From: Zi Yan <ziy@nvidia.com>
To: Jason Gunthorpe <jgg@ziepe.ca>
Cc: "Matthew Wilcox" <willy@infradead.org>,
"Balbir Singh" <balbirs@nvidia.com>,
"Francois Dugast" <francois.dugast@intel.com>,
intel-xe@lists.freedesktop.org, dri-devel@lists.freedesktop.org,
"Matthew Brost" <matthew.brost@intel.com>,
"Madhavan Srinivasan" <maddy@linux.ibm.com>,
"Nicholas Piggin" <npiggin@gmail.com>,
"Michael Ellerman" <mpe@ellerman.id.au>,
"Christophe Leroy (CS GROUP)" <chleroy@kernel.org>,
"Felix Kuehling" <Felix.Kuehling@amd.com>,
"Alex Deucher" <alexander.deucher@amd.com>,
"Christian König" <christian.koenig@amd.com>,
"David Airlie" <airlied@gmail.com>,
"Simona Vetter" <simona@ffwll.ch>,
"Maarten Lankhorst" <maarten.lankhorst@linux.intel.com>,
"Maxime Ripard" <mripard@kernel.org>,
"Thomas Zimmermann" <tzimmermann@suse.de>,
"Lyude Paul" <lyude@redhat.com>,
"Danilo Krummrich" <dakr@kernel.org>,
"Bjorn Helgaas" <bhelgaas@google.com>,
"Logan Gunthorpe" <logang@deltatee.com>,
"David Hildenbrand" <david@kernel.org>,
"Oscar Salvador" <osalvador@suse.de>,
"Andrew Morton" <akpm@linux-foundation.org>,
"Leon Romanovsky" <leon@kernel.org>,
"Lorenzo Stoakes" <lorenzo.stoakes@oracle.com>,
"Liam R . Howlett" <Liam.Howlett@oracle.com>,
"Vlastimil Babka" <vbabka@suse.cz>,
"Mike Rapoport" <rppt@kernel.org>,
"Suren Baghdasaryan" <surenb@google.com>,
"Michal Hocko" <mhocko@suse.com>,
"Alistair Popple" <apopple@nvidia.com>,
linuxppc-dev@lists.ozlabs.org, kvm@vger.kernel.org,
linux-kernel@vger.kernel.org, amd-gfx@lists.freedesktop.org,
nouveau@lists.freedesktop.org, linux-pci@vger.kernel.org,
linux-mm@kvack.org, linux-cxl@vger.kernel.org
Subject: Re: [PATCH v4 1/7] mm/zone_device: Add order argument to folio_free callback
Date: Mon, 12 Jan 2026 13:55:18 -0500 [thread overview]

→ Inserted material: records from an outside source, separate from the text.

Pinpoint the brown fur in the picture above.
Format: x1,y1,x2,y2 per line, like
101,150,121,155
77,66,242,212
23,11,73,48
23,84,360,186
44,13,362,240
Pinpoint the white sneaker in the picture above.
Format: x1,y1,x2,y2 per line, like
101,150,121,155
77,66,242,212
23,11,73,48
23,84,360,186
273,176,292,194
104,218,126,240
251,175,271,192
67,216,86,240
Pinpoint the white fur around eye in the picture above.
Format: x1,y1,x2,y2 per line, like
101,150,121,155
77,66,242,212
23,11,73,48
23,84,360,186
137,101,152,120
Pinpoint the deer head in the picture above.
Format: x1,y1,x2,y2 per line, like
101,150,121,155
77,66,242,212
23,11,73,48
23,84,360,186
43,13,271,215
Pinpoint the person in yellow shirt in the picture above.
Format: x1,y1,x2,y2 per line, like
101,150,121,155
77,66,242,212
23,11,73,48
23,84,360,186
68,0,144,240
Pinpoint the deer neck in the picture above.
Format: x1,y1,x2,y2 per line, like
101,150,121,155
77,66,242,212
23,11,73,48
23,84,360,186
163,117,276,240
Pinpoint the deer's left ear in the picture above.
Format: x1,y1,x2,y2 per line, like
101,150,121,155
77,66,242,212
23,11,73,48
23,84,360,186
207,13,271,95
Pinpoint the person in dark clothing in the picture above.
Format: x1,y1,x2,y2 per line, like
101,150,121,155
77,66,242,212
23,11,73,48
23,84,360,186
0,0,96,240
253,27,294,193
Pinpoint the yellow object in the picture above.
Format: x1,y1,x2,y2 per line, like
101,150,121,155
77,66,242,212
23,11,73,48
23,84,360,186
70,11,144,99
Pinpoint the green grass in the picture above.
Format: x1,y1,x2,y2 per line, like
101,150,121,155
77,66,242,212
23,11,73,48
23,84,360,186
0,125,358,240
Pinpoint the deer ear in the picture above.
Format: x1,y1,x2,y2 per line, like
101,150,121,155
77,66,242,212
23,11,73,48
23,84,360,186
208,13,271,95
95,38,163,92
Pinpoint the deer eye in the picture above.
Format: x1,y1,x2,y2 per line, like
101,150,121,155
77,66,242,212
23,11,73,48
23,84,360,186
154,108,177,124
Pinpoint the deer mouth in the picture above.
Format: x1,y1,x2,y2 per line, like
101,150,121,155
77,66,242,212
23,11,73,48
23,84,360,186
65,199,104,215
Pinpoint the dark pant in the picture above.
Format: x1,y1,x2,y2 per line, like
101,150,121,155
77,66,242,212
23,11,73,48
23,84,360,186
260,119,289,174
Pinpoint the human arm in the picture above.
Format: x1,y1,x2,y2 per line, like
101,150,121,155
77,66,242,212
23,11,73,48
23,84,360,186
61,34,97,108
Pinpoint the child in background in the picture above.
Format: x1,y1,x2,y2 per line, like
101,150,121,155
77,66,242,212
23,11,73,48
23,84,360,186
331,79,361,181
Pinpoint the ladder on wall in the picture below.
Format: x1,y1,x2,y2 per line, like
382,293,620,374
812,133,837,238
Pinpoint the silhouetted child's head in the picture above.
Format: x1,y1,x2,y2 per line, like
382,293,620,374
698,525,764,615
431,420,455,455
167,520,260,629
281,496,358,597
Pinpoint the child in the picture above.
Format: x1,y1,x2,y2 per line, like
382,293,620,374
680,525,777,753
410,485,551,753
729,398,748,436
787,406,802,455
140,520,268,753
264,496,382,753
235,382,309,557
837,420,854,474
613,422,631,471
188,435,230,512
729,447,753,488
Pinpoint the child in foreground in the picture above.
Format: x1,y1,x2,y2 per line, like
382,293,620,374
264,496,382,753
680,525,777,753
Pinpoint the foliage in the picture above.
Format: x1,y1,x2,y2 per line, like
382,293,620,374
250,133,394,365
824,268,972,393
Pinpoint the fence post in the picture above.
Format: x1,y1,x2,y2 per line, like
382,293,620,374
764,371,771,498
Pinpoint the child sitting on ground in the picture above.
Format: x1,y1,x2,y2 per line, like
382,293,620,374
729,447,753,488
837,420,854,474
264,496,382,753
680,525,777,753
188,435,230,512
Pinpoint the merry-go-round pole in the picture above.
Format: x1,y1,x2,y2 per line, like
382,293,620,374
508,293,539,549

Message-ID: <6AFCEB51-8EE1-4AC9-8F39-FCA561BE8CB5@nvidia.com> (raw)
In-Reply-To: <20260112182500.GI745888@ziepe.ca>
On 12 Jan 2026, at 13:25, Jason Gunthorpe wrote:
> On Mon, Jan 12, 2026 at 12:46:57PM -0500, Zi Yan wrote:
>> On 12 Jan 2026, at 11:50, Jason Gunthorpe wrote:
>>
>>> On Mon, Jan 12, 2026 at 11:31:04AM -0500, Zi Yan wrote:
>>>>> folio_free()
>>>>>
>>>>> 1) Allocator finds free memory
>>>>> 2) zone_device_page_init() allocates the memory and makes refcount=1
>>>>> 3) __folio_put() knows the recount 0.
>>>>> 4) free_zone_device_folio() calls folio_free(), but it doesn't
>>>>> actually need to undo prep_compound_page() because *NOTHING* can
>>>>> use the page pointer at this point.
>>>>> 5) Driver puts the memory back into the allocator and now #1 can
>>>>> happen. It knows how much memory to put back because folio->order
>>>>> is valid from #2
>>>>> 6) #1 happens again, then #2 happens again and the folio is in the
>>>>> right state for use. The successor #2 fully undoes the work of the
>>>>> predecessor #2.
>>>>
>>>> But how can a successor #2 undo the work if the second #1 only allocates
>>>> half of the original folio? For example, an order-9 at PFN 0 is
>>>> allocated and freed, then an order-8 at PFN 0 is allocated and another
>>>> order-8 at PFN 256 is allocated. How can two #2s undo the same order-9
>>>> without corrupting each other’s data?
>>>
>>> What do you mean? The fundamental rule is you can't read the folio or
>>> the order outside folio_free once it's refcount reaches 0.
>>
>> There is no such a rule. In core MM, folio_split(), which splits a high
>> order folio to low order ones, freezes the folio (turning refcount to 0)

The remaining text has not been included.